Was ist ein Flipbook?
Ein Flipbook ist ein digitales Dokument, das das Blättern in einem gedruckten Buch oder Magazin nachbildet. Sie klicken oder wischen, und die Seiten wenden sich. So einfach ist das.
Was es von einem normalen PDF unterscheidet: Flipbooks sind für das Lesen im Internet gemacht. Sie laden im Browser, sind interaktiv und zeigen Ihnen, wer sie liest.
Das Konzept ist nicht neu. Gedruckte Flipbooks gibt es seit den 1860er-Jahren. Diese kleinen Hefte, bei denen durch schnelles Blättern eine Animation entsteht? Dasselbe Prinzip. Die digitale Version überträgt das Umblättern lediglich auf Dokumente.
Warum es Flipbooks gibt
PDFs wurden fürs Drucken entwickelt. Genau darum ging es Adobe 1993. Portable Document Format. Das entscheidende Wort: „Dokument“.

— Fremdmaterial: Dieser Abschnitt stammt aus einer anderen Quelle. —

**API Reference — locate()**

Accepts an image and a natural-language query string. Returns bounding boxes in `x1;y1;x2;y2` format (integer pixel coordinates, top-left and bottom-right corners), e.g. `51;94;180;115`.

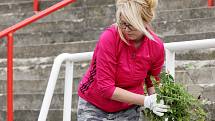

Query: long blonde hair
116;0;157;43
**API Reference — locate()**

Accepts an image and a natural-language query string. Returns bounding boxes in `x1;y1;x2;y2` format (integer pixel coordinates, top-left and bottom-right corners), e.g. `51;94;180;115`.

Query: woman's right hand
144;94;170;116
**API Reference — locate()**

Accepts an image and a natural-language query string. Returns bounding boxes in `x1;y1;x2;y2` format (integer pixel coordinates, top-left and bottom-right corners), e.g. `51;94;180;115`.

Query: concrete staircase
0;0;215;121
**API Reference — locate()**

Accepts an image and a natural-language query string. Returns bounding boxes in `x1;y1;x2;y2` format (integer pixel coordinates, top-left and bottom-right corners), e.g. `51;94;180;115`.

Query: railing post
33;0;39;13
63;61;74;121
165;49;175;77
208;0;214;7
7;33;13;121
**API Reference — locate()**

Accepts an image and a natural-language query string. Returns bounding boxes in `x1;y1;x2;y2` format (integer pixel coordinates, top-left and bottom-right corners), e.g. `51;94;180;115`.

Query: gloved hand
144;94;169;116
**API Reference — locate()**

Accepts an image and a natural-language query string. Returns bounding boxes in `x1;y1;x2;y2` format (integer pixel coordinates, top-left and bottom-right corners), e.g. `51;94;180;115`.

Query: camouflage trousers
77;97;140;121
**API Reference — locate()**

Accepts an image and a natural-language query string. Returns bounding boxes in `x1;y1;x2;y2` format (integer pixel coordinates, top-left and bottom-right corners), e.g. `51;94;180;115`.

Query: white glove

Flipbooks wurden für Bildschirme, zum Teilen und für Interaktion entwickelt. Schickt Ihnen jemand ein PDF per E-Mail, laden Sie es herunter, öffnen es vielleicht und vergessen es wahrscheinlich. Schickt Ihnen jemand einen Flipbook-Link, klicken Sie und lesen sofort. Kein Download. Keine Hürde.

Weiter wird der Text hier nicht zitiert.